Le tribunal des activités économiques de Nancy a rendu un jugement de sanction le 18 décembre 2025. Un dirigeant, absent à l’audience, était poursuivi pour plusieurs manquements graves dans la gestion de sa société. La question de droit portait sur la caractérisation des fautes et le quantum de la sanction. La juridiction a prononcé une interdiction de gérer d’une durée de quinze ans.
La caractérisation des fautes de gestion justifie une réponse répressive ferme.
L’omission volontaire de déclaration de cessation des paiements constitue une faute majeure. Le tribunal retient ce grief car le dirigeant “a accumulé les dettes auprès de l’administration fiscale et de l’URSSAF depuis 2018” (Motifs, Sur le grief d’avoir sciemment omis). Cette décision confirme que l’accumulation de dettes non déclarées suffit à établir l’élément intentionnel. La valeur de ce point est de rappeler l’obligation impérieuse de déclarer l’état de cessation des paiements. La portée est dissuasive pour tout dirigeant confronté à des difficultés financières persistantes.
L’absence de comptabilité et le défaut de coopération aggravent le comportement fautif.
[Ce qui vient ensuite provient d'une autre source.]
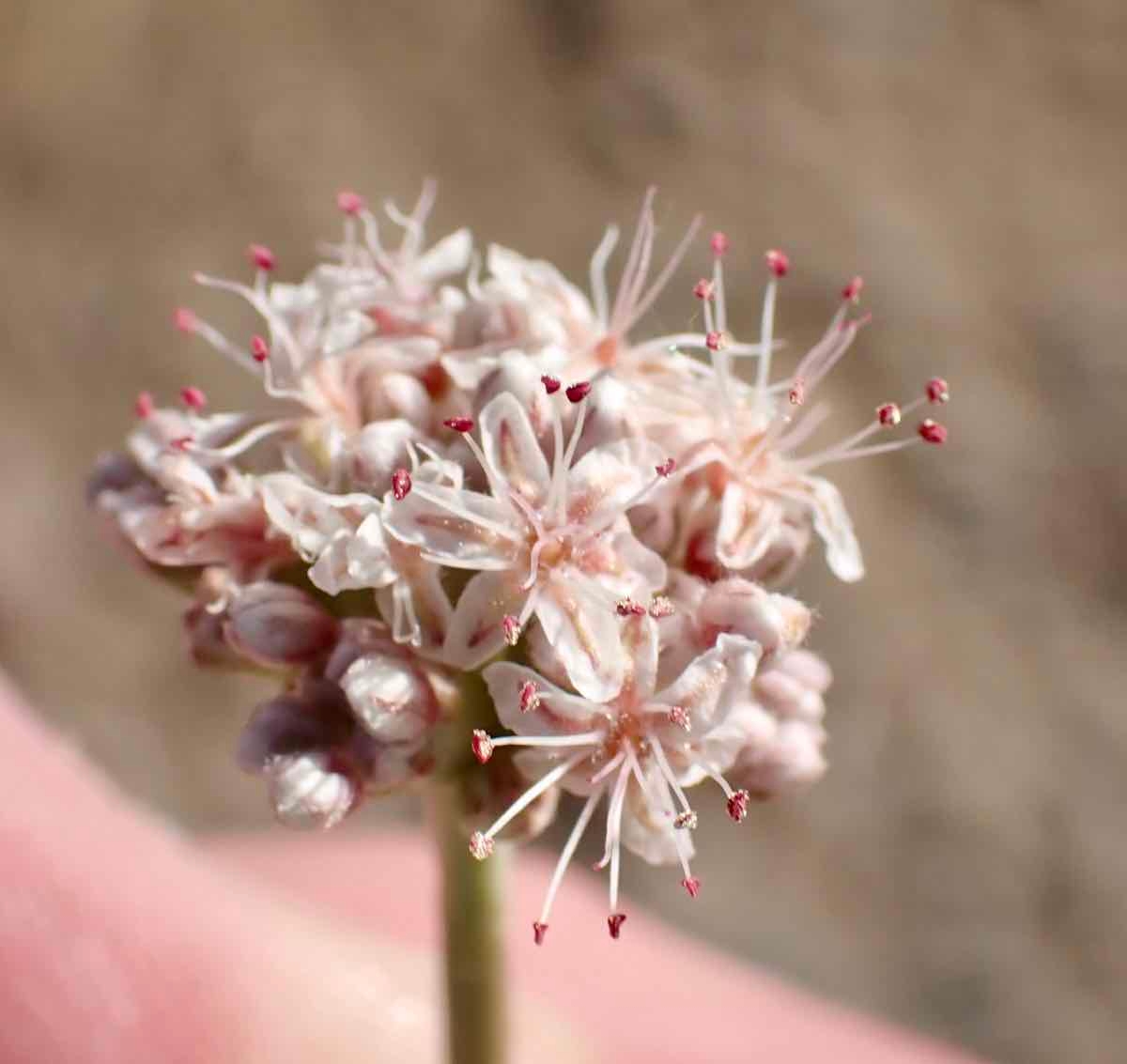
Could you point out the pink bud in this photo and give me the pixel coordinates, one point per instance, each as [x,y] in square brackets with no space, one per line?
[400,485]
[262,256]
[578,392]
[482,745]
[888,414]
[193,397]
[933,432]
[144,405]
[938,390]
[185,319]
[349,202]
[778,263]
Le dirigeant “n’a fourni aucun document comptable au mandataire” (Motifs, Sur le grief de l’absence de comptabilité). Il s’est également abstenu de coopérer, les courriers étant revenus “avec la mention « pli non retiré »” (Motifs, Sur le grief de s’être abstenu). Le tribunal sanctionne ainsi un désintérêt total pour les obligations comptables et procédurales. La valeur de ce point souligne le caractère fondamental de la transparence dans les procédures collectives. Sa portée est d’ériger ces abstentions en fautes autonomes justifiant une sanction lourde.
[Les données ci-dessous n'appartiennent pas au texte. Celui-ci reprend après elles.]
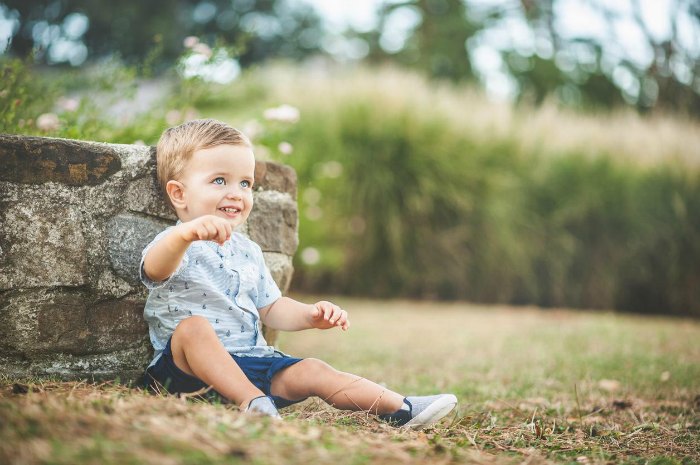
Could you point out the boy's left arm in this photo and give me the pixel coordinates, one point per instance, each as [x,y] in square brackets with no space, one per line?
[287,314]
La fixation de la sanction à quinze ans révèle une volonté de répondre à la gravité de l’ensemble des manquements.
Le montant du passif et le désintérêt du dirigeant justifient la sévérité de la peine. Le tribunal prend en compte “le montant du passif s’élevant à la somme de 977.562,80 €” (Motifs, Sur le quantum). Ce montant considérable témoigne de l’ampleur des conséquences des fautes commises. La valeur de ce point est de lier la durée de l’interdiction à l’importance du préjudice subi par les créanciers. Sa portée est de rappeler que la sanction doit être proportionnée à la gravité objective des faits.
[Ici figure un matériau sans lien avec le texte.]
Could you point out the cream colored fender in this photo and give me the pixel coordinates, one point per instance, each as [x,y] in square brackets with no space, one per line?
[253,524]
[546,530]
L’exécution provisoire assure l’effectivité immédiate de la mesure prononcée. Le tribunal l’ordonne car elle est “compatible avec la nature de l’affaire” (Motifs, Sur l’exécution provisoire). Cette disposition empêche le dirigeant de différer l’application de la sanction par un appel dilatoire. La valeur de ce point est de garantir l’efficacité de la décision de justice. Sa portée est de protéger rapidement le monde économique contre un dirigeant défaillant.